I want to proof the following claim
Let $a \in \mathbb{C}$. Consider a function $f$, where $f$ is holomorphic on $\mathbb{C}\setminus\{a\}$ and $a$ being an essential singularity of $f$. Moreover let $g$ be an entire function such that $g(a) \neq 0$. Then $h = f\cdot g$ has an essential singuarity at $z = a$.
My attempt:
$f$ has an essential singularity if $\lim_{z \to a} |(z-a)^k\cdot f(z)| = +\infty$ does not exist for every $k \in \mathbb{N}$. Otherwise we would have a pole of order $k$, if $k$ is the smallest number such that the limit exists.
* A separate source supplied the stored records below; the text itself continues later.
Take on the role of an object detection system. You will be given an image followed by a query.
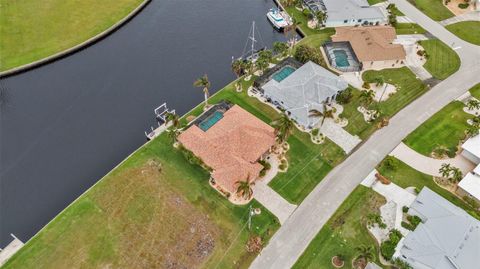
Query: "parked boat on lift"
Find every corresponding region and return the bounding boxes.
[266,8,291,31]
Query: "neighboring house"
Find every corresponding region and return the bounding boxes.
[331,26,406,70]
[177,104,276,198]
[461,134,480,164]
[260,61,348,129]
[303,0,386,27]
[394,187,480,269]
[457,165,480,204]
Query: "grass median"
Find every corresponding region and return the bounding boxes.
[0,0,144,71]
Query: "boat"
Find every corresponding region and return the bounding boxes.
[236,21,267,62]
[266,8,292,31]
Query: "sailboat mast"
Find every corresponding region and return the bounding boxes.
[251,21,255,59]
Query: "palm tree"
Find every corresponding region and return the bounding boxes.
[466,124,480,138]
[165,112,179,129]
[243,60,253,76]
[231,59,244,78]
[193,74,211,107]
[354,245,375,263]
[466,99,480,110]
[373,76,385,87]
[315,11,327,29]
[256,58,269,73]
[235,176,254,200]
[272,114,294,143]
[360,90,375,107]
[449,167,463,191]
[273,41,289,57]
[167,128,180,143]
[309,103,334,127]
[439,163,452,178]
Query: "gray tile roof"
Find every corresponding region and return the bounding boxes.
[261,61,348,128]
[321,0,385,22]
[397,187,480,269]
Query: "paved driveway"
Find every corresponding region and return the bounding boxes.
[250,1,480,268]
[440,11,480,26]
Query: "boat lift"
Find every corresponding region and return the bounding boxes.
[145,103,176,140]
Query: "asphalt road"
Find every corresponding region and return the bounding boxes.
[250,1,480,268]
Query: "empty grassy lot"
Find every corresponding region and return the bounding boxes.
[407,0,454,21]
[183,78,346,204]
[341,68,428,139]
[470,83,480,99]
[420,39,460,80]
[446,21,480,46]
[395,23,426,35]
[0,0,144,71]
[404,101,473,157]
[378,157,480,219]
[293,186,386,269]
[4,132,280,269]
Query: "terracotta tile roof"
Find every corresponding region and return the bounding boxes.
[178,105,276,193]
[331,26,406,62]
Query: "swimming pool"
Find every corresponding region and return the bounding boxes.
[272,66,296,82]
[333,50,350,67]
[198,111,224,131]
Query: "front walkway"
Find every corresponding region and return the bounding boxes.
[390,142,475,177]
[439,11,480,26]
[317,118,361,154]
[254,155,297,224]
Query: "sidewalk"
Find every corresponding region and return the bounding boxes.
[439,11,480,26]
[390,142,475,177]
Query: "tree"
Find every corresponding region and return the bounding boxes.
[164,112,180,129]
[284,17,299,52]
[315,11,327,29]
[439,163,452,178]
[449,167,463,190]
[466,99,480,110]
[294,44,325,66]
[272,114,294,143]
[273,41,289,57]
[235,176,254,200]
[256,58,269,73]
[258,49,273,64]
[354,245,375,263]
[243,60,253,75]
[360,90,375,106]
[309,103,334,127]
[231,59,245,77]
[373,76,385,87]
[167,128,180,143]
[193,74,211,107]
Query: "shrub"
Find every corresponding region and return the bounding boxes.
[279,164,286,170]
[458,3,469,8]
[294,44,325,66]
[402,206,409,213]
[392,258,413,269]
[382,156,398,171]
[380,240,396,260]
[401,221,414,231]
[362,82,371,89]
[407,215,422,229]
[389,229,403,245]
[336,87,353,104]
[311,128,319,136]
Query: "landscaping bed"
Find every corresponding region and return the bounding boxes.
[419,39,460,80]
[446,21,480,46]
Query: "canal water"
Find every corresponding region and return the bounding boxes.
[0,0,293,246]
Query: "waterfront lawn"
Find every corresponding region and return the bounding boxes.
[0,0,144,71]
[341,68,428,139]
[419,39,460,80]
[446,21,480,46]
[407,0,454,21]
[378,157,480,219]
[470,83,480,100]
[284,6,322,36]
[3,133,280,269]
[395,23,426,35]
[404,101,473,158]
[293,186,386,269]
[296,28,336,48]
[183,79,345,204]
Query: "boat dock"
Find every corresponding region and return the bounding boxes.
[0,234,24,266]
[145,103,175,140]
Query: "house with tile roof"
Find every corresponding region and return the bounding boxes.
[260,61,348,129]
[394,187,480,269]
[331,26,406,70]
[303,0,386,27]
[177,104,276,200]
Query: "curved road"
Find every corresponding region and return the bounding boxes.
[250,1,480,268]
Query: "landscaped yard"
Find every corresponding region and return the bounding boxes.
[296,28,336,48]
[470,83,480,100]
[446,21,480,46]
[4,133,280,269]
[419,39,460,80]
[340,68,428,139]
[0,0,144,71]
[394,23,426,35]
[377,157,480,219]
[183,79,346,205]
[293,186,386,269]
[407,0,454,21]
[404,101,473,158]
[284,6,323,36]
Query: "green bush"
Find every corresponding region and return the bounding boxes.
[382,156,399,171]
[407,215,422,229]
[336,87,353,104]
[311,128,319,136]
[401,221,414,231]
[294,44,325,67]
[380,240,396,260]
[402,206,409,213]
[392,258,413,269]
[389,229,403,245]
[458,3,469,9]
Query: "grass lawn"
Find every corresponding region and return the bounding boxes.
[0,0,144,71]
[377,157,480,219]
[4,133,280,269]
[284,6,323,37]
[183,78,346,204]
[394,23,426,35]
[420,39,460,80]
[368,0,386,4]
[407,0,454,21]
[446,21,480,46]
[470,83,480,100]
[404,101,473,157]
[293,186,387,269]
[341,68,428,139]
[296,28,336,48]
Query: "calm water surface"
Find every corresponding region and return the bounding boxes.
[0,0,292,246]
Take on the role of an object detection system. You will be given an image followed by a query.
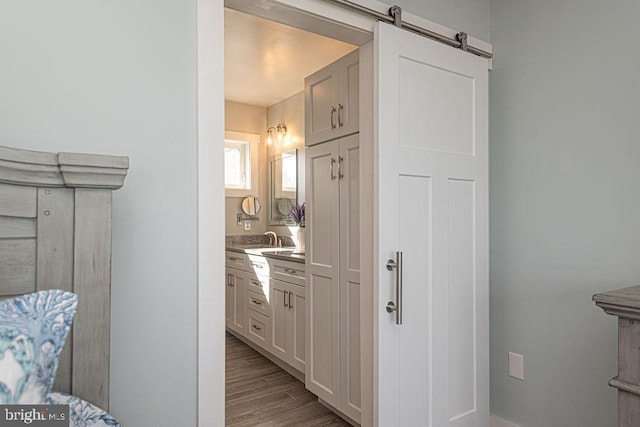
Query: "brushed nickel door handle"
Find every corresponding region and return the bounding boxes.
[330,106,337,129]
[330,157,337,181]
[386,251,403,325]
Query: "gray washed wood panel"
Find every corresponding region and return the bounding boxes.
[71,189,112,410]
[36,187,75,393]
[594,286,640,427]
[0,146,58,165]
[0,145,128,412]
[0,216,36,239]
[0,183,36,218]
[0,239,37,294]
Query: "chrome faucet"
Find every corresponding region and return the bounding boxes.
[264,231,277,247]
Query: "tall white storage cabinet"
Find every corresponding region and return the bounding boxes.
[305,130,361,420]
[305,49,359,147]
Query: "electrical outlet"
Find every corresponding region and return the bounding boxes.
[244,220,251,231]
[508,352,524,380]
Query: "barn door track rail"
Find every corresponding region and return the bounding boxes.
[325,0,492,59]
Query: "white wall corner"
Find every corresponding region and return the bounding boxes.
[491,414,521,427]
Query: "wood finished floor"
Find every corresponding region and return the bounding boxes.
[226,332,350,427]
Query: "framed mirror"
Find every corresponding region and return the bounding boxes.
[268,149,297,225]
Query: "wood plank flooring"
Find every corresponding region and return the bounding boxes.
[226,332,350,427]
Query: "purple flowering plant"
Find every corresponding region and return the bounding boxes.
[289,202,305,228]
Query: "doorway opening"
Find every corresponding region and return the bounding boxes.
[222,4,369,425]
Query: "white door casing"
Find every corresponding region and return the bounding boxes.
[374,21,489,427]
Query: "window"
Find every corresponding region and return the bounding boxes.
[224,140,250,189]
[224,131,260,197]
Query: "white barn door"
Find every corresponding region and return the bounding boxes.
[374,21,489,427]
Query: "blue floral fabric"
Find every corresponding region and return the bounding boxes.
[47,391,122,427]
[0,290,78,404]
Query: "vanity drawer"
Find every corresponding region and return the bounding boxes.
[246,272,269,299]
[247,254,270,275]
[270,259,305,286]
[246,310,270,350]
[225,251,247,269]
[246,290,270,316]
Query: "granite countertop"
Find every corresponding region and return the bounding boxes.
[226,244,305,264]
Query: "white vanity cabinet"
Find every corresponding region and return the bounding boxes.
[305,49,359,146]
[270,259,306,373]
[305,132,361,422]
[225,251,247,336]
[225,249,306,373]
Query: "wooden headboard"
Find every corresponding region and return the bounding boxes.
[0,145,128,410]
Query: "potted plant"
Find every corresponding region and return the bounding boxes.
[289,202,305,253]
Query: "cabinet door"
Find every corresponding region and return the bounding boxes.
[270,280,289,361]
[226,267,246,335]
[339,134,361,421]
[335,50,359,139]
[288,283,306,373]
[305,141,341,407]
[225,267,234,328]
[305,62,339,146]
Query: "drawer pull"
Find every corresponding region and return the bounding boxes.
[288,291,292,309]
[227,274,234,287]
[252,264,264,269]
[284,268,297,274]
[252,299,262,306]
[284,290,288,308]
[228,256,239,261]
[252,324,262,331]
[251,280,262,288]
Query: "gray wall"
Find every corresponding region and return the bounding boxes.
[379,0,490,42]
[0,1,198,426]
[490,0,640,425]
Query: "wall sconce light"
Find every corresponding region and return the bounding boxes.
[267,123,288,146]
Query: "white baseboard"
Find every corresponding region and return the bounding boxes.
[491,415,521,427]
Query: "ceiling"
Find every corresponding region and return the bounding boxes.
[224,8,357,107]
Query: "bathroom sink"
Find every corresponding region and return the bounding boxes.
[233,244,270,249]
[229,244,303,257]
[250,247,296,253]
[233,245,296,253]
Then \begin{align} \lim_{z \to a} |(z-a)^k \cdot h(z)| &= \lim_{z \to a} |(z-a)^k \cdot f(z) \cdot g(z)|\\ & = \lim_{z \to a} |(z-a)^k \cdot f(z)| \cdot \lim_{z \to a} |g(z)| \\ &= \underbrace{\lim_{z \to a} |(z-a)^k \cdot f(z)|}_{\infty} \cdot \underbrace{|g(a)|}_{\neq 0} \\ &= +\infty \end{align} for every $k \in \mathbb{N}$. Hence, $h$ has to have an essential singularity at $z = a$.
I am unsure about whether that is enough to proof the claim or not. Can someone confirm my attempt or give a hint how the statement can be proven?
Edit:
I am particulary unsure about the second step where I write
\begin{align} \lim_{z \to a} |(z-a)^k \cdot f(z) \cdot g(z)| = \lim_{z \to a} |(z-a)^k \cdot f(z)| \cdot \lim_{z \to a} |g(z)|. \end{align} Am I allowed to do this here?
Your proof is fine because $\lim_{z \to a} |g(z)| = |g(a)| \ne 0$. It might be simpler to argue in the opposite direction. If $h$ has a non-essential singularity at $z=a$ then $$ c = \lim_{z \to a} (z-a)^k \cdot h(z) $$ exists for some non-negative integer $k$. It follows that $$ (z-a)^k \cdot f(z) = \frac{(z-a)^k \cdot h(z)}{g(z)} \to \frac{c}{g(a)} $$ for $z \to a$, so that $f$ has a non-essential singularity at $z=a$, contrary to the assumption.